Si la collection gagnerait à être enrichie – ce qui ne saurait tarder, mais force est de constater que pour un fond lyonnais, deux photographies d’Edouard Herriot, c’est un peu léger – l’outil demeure extrêmement prometteur.

Les Archives municipales de Lyon : des outils de qualité variable

            Les AML, second pôle que je voudrais évoquer, apparaissaient déjà dans le premier volet de Googling Lyon. Je laisserai donc de coté les outils que j’ai déjà évoqués, plus destinés au grand public qu’à l’historien. Le site propose différents types d’archives, mais tous utilisent à quelques détails près la même interface, et je vous propose donc de les traiter dans un superbe coffret tout en un.

            L’interface est assez ancienne, mais une fois qu’on en a compris le fonctionnement, elle est d’un usage assez facile et efficace. Les fonds proposés sont divers – registres paroissiaux et d’état-civil, registres des enfants abandonnés, convois funéraires, recensements annuels, délibérations des Conseils municipaux, cartes postales lyonnaises, affiches anciennes et cartes et plans de Lyon – mais partagent peu ou prou la même interface.
            Globalement, les possibilités de recherche sont nombreuses, avec, assez souvent, une possibilité de recherche « semi-guidée » qui propose un accès plus direct aux documents concernant une sélection de personnalités lyonnaises. Le site souffre néanmoins d’un manque très sensible, qui s’explique sans doute par son ancienneté : les textes ne sont pas océrisés et la recherche plein-texte est donc impossible. Cette lacune pourrait cependant être assez aisément comblée au moins pour les documents dactylographiés ou imprimés. Ainsi, tous les documents ne sont accessibles que sous forme d’images.
            Malgré ce manque – très dommageable, car il restreint énormément les possibilités de manipulation informatique des textes –, le portail de AML reste une ressource incontournable pour l’historien lyonnais. En effet, la richesse du fond numérisé justifie à elle seule qu’on s’y intéresse, même si l’archaïsme relatif de l’interface – qui n’a rien d’irréversible, je le répète – est frustrant pour l’internaute chevronné.
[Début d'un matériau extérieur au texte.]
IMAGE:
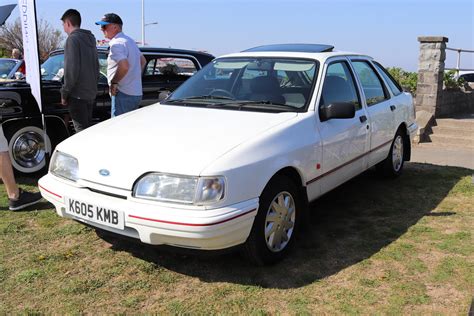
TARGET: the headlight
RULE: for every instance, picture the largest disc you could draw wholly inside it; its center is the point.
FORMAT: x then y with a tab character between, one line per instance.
64	166
180	189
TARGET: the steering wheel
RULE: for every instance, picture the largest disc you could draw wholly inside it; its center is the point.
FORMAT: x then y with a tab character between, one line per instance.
222	92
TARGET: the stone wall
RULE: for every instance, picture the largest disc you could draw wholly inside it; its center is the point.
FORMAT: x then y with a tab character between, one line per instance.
430	72
455	102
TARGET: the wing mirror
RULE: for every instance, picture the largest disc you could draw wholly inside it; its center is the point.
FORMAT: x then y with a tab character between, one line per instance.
163	95
341	110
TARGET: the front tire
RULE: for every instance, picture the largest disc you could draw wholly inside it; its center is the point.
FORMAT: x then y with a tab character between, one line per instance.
276	224
27	148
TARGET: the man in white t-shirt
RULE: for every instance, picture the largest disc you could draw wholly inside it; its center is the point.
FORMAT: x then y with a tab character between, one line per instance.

            Dans l’ensemble, le site des AML est donc une véritable mine d’or pour l’historien, mais une exploitation efficace nécessitera de moderniser les outils.

Perspectives d’avenir

            Je l’écris à chaque fois, l’histoire numérique est en perpétuelle évolution. Ainsi, dans les mois et les années qui viennent, les sources en ligne devraient se multiplier. A ma connaissance, deux projets importants sont en cours à Lyon. D’une part, les Archives départementales du Rhône préparent la mise en ligne du cadastre et des registres d’état-civil du département, qui devrait intervenir courant 2011. D’autre part, la BML poursuit sa politique de numérisation du fond ancien. Grâce à un accord conclu avec Google Books – encore eux ! –, plus de 2000 ouvrages anciens numérisés et océrisés, dont un certain nombre concernant Lyon, devraient être mis en ligne dans les prochains mois.
            Une fois de plus, je vous mets au défi : comment ne pas être optimiste ? (Ne me répondez pas, je ne suis pas sûr de vouloir savoir, en fait…)

Bilan

            Un bilan par site pour trois des outils abordés :

Presse lyonnaise du XIXe siècle
Les + : Interface belle et fonctionnelle, recherche plein-texte, outil « kiosque ».
Les - : Les termes recherchés n’apparaissent pas en surbrillance.

Photographes en Rhône-Alpes
Les + : Richesse potentielle du fond, ergonomie et beauté de l’interface.
Les - : Encore en construction, ne fonctionne pas selon les critères de pertinence de l’historien.

Archives municipales de Lyon
Les + : Richesse du fond, outil « personnalités ».
Les - : Pas de recherche plein-texte.

Merci à Mohamed, de la documentation Rhône-Alpes de la BML, pour son aide.